Supplemental Materials for:
Gene
Expression Overlap affects
Karyotype Prediction in Pediatric ALL
(Martin et al., 2007)
Table of Contents
Description
Methods
Experimental Protocol
Computational Analysis
VxInsight Analysis
Tables
Table S1.1. VxInsight gene list separating group A.
Table S1.2. VxInsight gene list separating group B.
Table S1.3. VxInsight gene list separating group C.
Table S1.4. VxInsight gene list separating group X.
Table S1.5. VxInsight gene list separating group Y.
Table S1.6. VxInsight gene list separating group Z.
Table S1.7. VxInsight gene list separating group T1.
Table S1.8. VxInsight gene list separating group T2.
Table S2.1. Performance evaluation for karyotype classification predictions.
Table S3.1. Combined gene/EST list for predicting t(12;21)[TEL-AML1].
Table S3.2. Combined gene/EST list for predicting t(4;11)[AF4-MLL].
Table S3.3. Combined gene/EST list for predicting t(1;19)[E2A-PBX1].
Table S3.4. Combined gene/EST list for predicting t(9;22)[BCR-ABL].
Table S3.5. Combined gene/EST list for predicting hperdiploid.
Table S4.1. Overlap of combined gene lists with gene lists from Yeoh et al.
Table S4.2. Genes in common with the Yeoh et al. χ2 list for t(12;21)[TEL-AML1].
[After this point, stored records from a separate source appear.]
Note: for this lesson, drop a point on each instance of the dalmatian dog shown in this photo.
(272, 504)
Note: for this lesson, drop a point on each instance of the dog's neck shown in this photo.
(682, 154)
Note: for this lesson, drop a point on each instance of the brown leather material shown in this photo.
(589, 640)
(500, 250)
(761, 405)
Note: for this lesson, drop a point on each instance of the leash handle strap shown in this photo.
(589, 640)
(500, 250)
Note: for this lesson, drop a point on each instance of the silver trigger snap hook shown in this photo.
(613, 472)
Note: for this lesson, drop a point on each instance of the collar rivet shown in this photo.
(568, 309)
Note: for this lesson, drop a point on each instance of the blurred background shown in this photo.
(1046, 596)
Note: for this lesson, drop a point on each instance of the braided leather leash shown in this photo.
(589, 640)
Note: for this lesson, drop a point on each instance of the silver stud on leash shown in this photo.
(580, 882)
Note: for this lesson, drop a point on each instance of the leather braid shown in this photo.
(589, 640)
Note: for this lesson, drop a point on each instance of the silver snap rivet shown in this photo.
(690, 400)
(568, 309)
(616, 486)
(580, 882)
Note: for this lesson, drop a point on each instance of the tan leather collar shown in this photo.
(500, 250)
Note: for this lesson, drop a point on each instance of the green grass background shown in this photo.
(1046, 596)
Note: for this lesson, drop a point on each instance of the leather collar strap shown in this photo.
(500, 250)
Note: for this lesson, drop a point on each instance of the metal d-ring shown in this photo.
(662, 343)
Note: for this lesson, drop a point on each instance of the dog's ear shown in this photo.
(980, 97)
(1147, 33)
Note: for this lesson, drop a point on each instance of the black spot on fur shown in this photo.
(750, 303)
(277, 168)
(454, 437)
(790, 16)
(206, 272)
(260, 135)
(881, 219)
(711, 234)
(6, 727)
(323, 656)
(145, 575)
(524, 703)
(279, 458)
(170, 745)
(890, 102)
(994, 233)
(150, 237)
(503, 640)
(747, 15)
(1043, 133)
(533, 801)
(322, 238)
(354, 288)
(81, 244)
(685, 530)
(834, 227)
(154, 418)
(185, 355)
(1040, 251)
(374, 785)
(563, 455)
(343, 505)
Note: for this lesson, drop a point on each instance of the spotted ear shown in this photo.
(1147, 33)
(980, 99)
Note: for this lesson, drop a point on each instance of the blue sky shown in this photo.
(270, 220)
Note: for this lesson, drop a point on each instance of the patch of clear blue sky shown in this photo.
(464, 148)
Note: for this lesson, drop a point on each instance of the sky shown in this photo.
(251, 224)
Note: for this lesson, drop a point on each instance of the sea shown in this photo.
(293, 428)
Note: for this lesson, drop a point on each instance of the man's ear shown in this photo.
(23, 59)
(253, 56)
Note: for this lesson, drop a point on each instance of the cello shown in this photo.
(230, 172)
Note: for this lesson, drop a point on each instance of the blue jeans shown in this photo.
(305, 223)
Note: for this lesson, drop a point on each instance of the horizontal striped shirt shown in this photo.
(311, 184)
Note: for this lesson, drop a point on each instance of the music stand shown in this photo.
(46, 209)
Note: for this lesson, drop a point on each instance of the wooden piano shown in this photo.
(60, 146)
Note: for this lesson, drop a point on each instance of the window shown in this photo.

Table S4.3. Genes in common with the Yeoh et al. χ2 list for t(4;11)[AF4-MLL].
Table S4.4. Genes in common with the Yeoh et al. χ2 list for t(1;19)[E2A-PBX1].
Table S4.5. Genes in common with the Yeoh et al. χ2 list for t(9;22)[BCR-ABL].
Table S4.6. Genes in common with the Yeoh et al. χ2 list for hyperdiploid>50.
Titles and legends to figures
Figure S1.1. VxInsight on Full Dataset.
Figure S1.2. Distribution of ALL patients according to VxInsight Cluster.
Figure S2.1. Distribution of genes from combined and χ2 lists for t(12;21)[TEL-AML1].
Figure S2.2. Distribution of genes from combined and χ2 lists for t(4;11)[AF4-MLL].
Figure S2.3. Distribution of genes from combined and χ2 lists for t(1;19)[E2A-PBX1].
Figure S2.4. Distribution of genes from combined and χ2 lists for t(9;22)[BCR-ABL].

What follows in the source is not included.